Le département d’outre-mer, en stade 2, dispose de moyens limités pour faire face à l’épidémie, alors que des milliers d’habitants vivent dans des conditions insalubres.
Libération du 24 mars 2020, de notre correspondant à La Réunion, Laurent DECLOITRE
Dans les entrailles du bidonville de « Manga Télé », l’un des plus vastes de Mayotte, et donc de France, 5000 personnes s’entassent dans des conditions pitoyables. Les taudis de ce quartier de Kawéni, dans la banlieue de Mamoudzou, ne disposent ni d’eau courante, ni d’électricité. « Les gens vivent dans la promiscuité, dans des conditions sanitaires déplorables, se désespère Omar Saïd, président de l’association Wenka, qui intervient auprès de cette population déshéritée. Si le virus rentre ici, ça va être l’hécatombe ». A Mayotte, où 35 personnes, dont 4 médecins, avaient contracté le Covid-19 hier mardi, l’habitat insalubre représente selon l’Insee 40% des logements. De quoi inquiéter Dominique Voynet, la directrice de l’agence régionale de santé (ARS). Dans un courrier adressé aux médecins du département d’outre-mer, l’ancienne ministre de l’Environnement fait part de sa « hantise » de voir la maladie se diffuser « dans les bangas » de tôle et de planches.
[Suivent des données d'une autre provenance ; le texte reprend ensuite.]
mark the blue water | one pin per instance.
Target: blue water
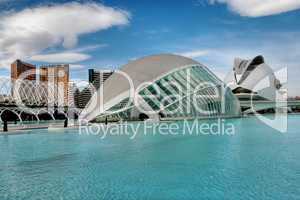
(255, 163)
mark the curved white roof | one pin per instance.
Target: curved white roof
(143, 70)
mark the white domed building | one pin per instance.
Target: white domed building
(161, 87)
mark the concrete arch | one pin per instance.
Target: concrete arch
(14, 111)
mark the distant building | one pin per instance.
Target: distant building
(98, 77)
(56, 79)
(19, 67)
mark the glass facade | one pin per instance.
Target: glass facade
(190, 92)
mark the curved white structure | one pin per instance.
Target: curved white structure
(153, 80)
(253, 77)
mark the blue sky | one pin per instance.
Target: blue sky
(212, 32)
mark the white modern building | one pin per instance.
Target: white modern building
(161, 87)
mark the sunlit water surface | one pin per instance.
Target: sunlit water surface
(256, 163)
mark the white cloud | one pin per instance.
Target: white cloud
(28, 32)
(195, 53)
(64, 57)
(258, 8)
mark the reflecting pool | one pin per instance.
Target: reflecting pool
(256, 162)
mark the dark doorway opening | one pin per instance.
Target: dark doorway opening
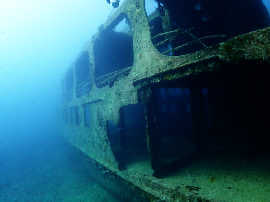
(128, 139)
(210, 115)
(113, 49)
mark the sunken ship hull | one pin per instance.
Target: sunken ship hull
(175, 108)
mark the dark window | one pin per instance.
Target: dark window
(87, 115)
(180, 27)
(128, 139)
(113, 49)
(82, 69)
(68, 85)
(76, 113)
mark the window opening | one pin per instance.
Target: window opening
(68, 88)
(128, 138)
(87, 115)
(82, 70)
(113, 49)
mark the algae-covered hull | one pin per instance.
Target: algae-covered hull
(175, 109)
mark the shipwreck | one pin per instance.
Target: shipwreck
(170, 100)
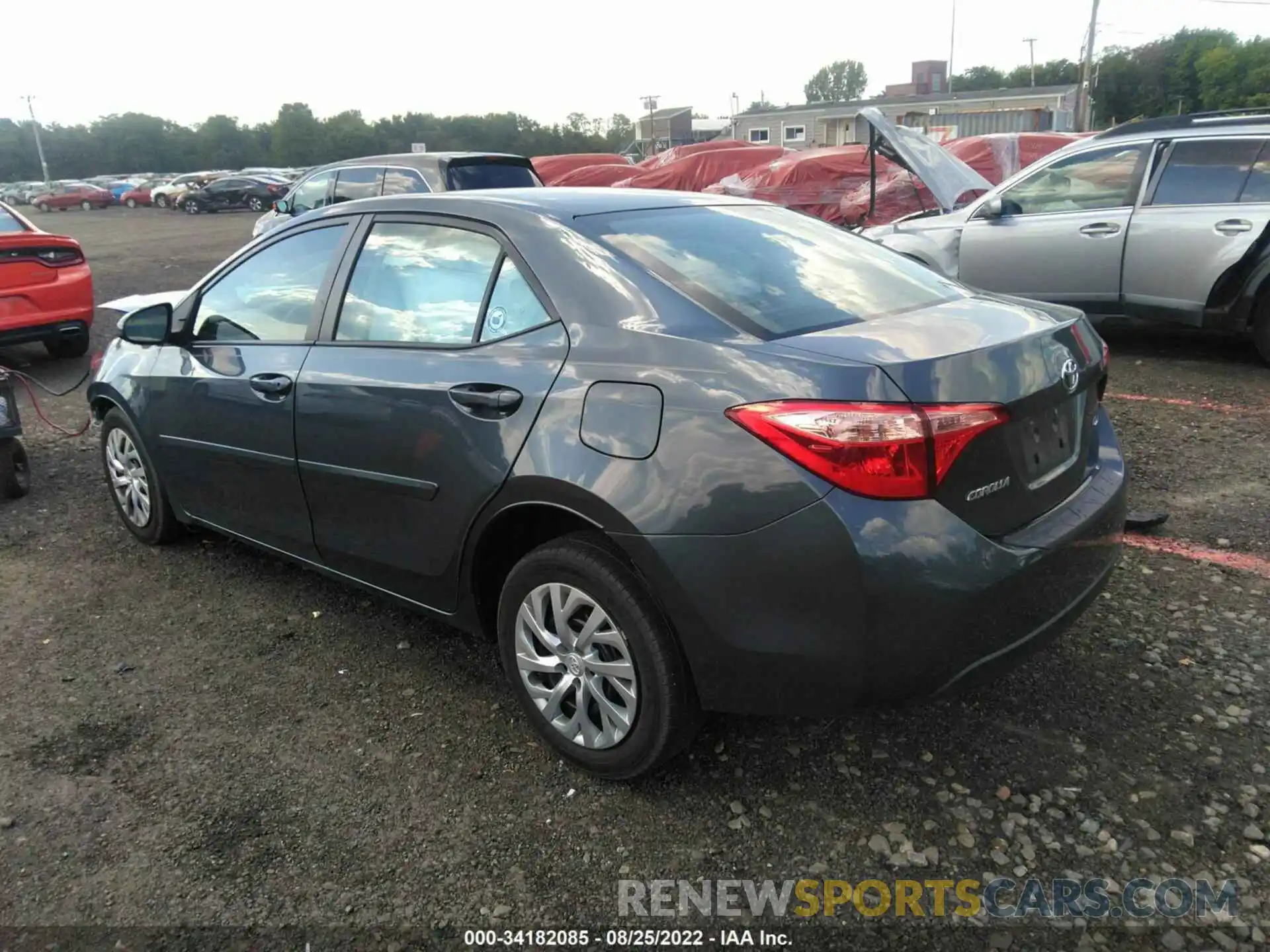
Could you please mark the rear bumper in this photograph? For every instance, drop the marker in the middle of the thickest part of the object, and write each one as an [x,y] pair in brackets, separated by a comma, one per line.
[854,601]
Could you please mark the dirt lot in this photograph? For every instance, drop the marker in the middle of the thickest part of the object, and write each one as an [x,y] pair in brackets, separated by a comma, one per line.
[206,735]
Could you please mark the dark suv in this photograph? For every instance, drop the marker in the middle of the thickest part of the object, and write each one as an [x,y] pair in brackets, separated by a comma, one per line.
[397,175]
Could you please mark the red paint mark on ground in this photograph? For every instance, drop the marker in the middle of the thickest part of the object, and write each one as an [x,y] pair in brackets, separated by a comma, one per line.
[1189,550]
[1197,404]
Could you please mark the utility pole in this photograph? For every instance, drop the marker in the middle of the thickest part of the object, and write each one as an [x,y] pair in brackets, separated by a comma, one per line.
[40,146]
[651,104]
[1085,113]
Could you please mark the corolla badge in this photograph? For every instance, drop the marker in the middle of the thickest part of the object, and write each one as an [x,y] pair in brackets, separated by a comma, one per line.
[1071,375]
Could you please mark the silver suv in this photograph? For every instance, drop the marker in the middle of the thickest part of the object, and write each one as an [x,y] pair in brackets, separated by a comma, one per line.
[1164,220]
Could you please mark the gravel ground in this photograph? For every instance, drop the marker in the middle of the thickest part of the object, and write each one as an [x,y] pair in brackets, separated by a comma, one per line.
[204,735]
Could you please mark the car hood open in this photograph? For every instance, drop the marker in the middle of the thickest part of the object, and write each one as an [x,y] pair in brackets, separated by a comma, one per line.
[945,175]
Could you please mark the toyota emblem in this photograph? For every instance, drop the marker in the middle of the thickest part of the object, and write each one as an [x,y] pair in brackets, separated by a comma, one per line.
[1071,374]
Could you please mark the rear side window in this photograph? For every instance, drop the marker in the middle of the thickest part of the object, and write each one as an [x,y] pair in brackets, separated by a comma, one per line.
[1257,187]
[352,184]
[770,270]
[1210,172]
[400,182]
[489,175]
[418,285]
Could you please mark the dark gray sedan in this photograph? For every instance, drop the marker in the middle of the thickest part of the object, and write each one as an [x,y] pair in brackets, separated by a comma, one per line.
[677,452]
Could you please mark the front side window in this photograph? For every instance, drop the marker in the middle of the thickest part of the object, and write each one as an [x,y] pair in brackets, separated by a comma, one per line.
[1208,172]
[771,270]
[1107,178]
[271,296]
[312,193]
[418,285]
[400,182]
[352,184]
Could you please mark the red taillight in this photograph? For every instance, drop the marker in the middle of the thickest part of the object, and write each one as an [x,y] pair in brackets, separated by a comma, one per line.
[884,451]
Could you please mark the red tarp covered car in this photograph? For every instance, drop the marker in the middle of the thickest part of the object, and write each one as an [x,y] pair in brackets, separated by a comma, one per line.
[553,167]
[693,173]
[676,153]
[813,182]
[596,175]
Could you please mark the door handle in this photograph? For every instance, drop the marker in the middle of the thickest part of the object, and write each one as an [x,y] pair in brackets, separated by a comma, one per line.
[487,397]
[1232,226]
[271,385]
Le risque est d’autant plus sérieux que les habitants ne respectent pas vraiment les mesures de confinement. En début de semaine, des enfants jouent encore sur les terrains vagues, des habitants discutent entre eux sur les trottoirs… Pour certains, « c’est une maladie de blancs » ; pour d’autres, « Allah nous protège »… Dominique Voynet déplore cet incivisme « y compris par des politiciens pourtant bien informés des gestes barrières ». Le 20 mars, au lendemain de contrôles tendus à l’encontre d’élus locaux encore en campagne, consigne aurait été donnée aux forces de l’ordre de « ne pas verbaliser », dénonce le syndicat Alternative Police. La préfecture assure qu’il s’agissait de faire preuve de « pédagogie » dans un premier temps, avant une phase plus coercitive. De fait, Jean-François Colombet, le préfet de Mayotte, a décrété hier soir le couvre-feu sur l’ensemble de l’île de 20h à 5h du matin.
Un peu tard, estime Mansour Kamardine. Le député LR est persuadé que Mayotte, « véritable désert médical à 9000 km de Paris », court à « la catastrophe sanitaire ». Le département, en stade 2 de l’épidémie, ne compte qu’un centre hospitalier, doté de seize lits de réanimation pour une population estimée à plus de 350 000 personnes. L’élu réclame l’envoi d’un porte-hélicoptère, Le Mistral, disposant d’une soixantaine de lits médicalisés qui croiserait actuellement dans l’océan Indien. Mansour Kamardine demande également à Paris d’installer un hôpital de campagne et d’envoyer « un stock de précaution » de chloroquine. « Ce n’est pas une question de matériel, rétorque Dominique Voynet. Vu les conditions de vie précaire des habitants, si l’épidémie s’étend comme en Alsace, on aura forcément une catastrophe ». En fait, le seul espoir des autorités locales est la jeunesse de la population : la moitié des habitants ont moins de 18 ans, qui pourraient mieux résister aux complications de la maladie…
La situation est si tendue que le cours de l’histoire s’emballe. Des immigrés clandestins originaires des Comores -qui représentent plus de 40% de la population mahoraise- n’ont cette fois pas cherché à rentrer sur le département français : ils l’ont au contraire quitté, empruntant de nuit des barques motorisées pour fuir le virus et s’abriter dans leur pays de naissance, distant de 70 km. « Une vingtaine de kwassas a accosté à Anjouan la semaine dernière », la plus proche des îles voisines, confirme Mohamed Youssouf, journaliste à la Gazette des Comores. Paradoxalement, d’autres sans papier, interpelés à Mayotte par les autorités françaises et expulsés, ont été refoulés par les Comores. Moroni craignant l’entrée du Covid-19, le navire spécialement affrété qui les reconduisait n'a pas pu accoster…
La Réunion passe en stade 2
Avec 94 cas, dont 3 patients en réanimation, La Réunion est passée hier mardi au stade 2 de l’épidémie. La préfecture a annoncé un renforcement des dépistages, avec le concours de laboratoires privés. La capacité des lits de réanimation a été augmentée de 50 postes, soit un total de 161 lits sur l’ensemble du département, qui dispose par ailleurs de 144 respirateurs.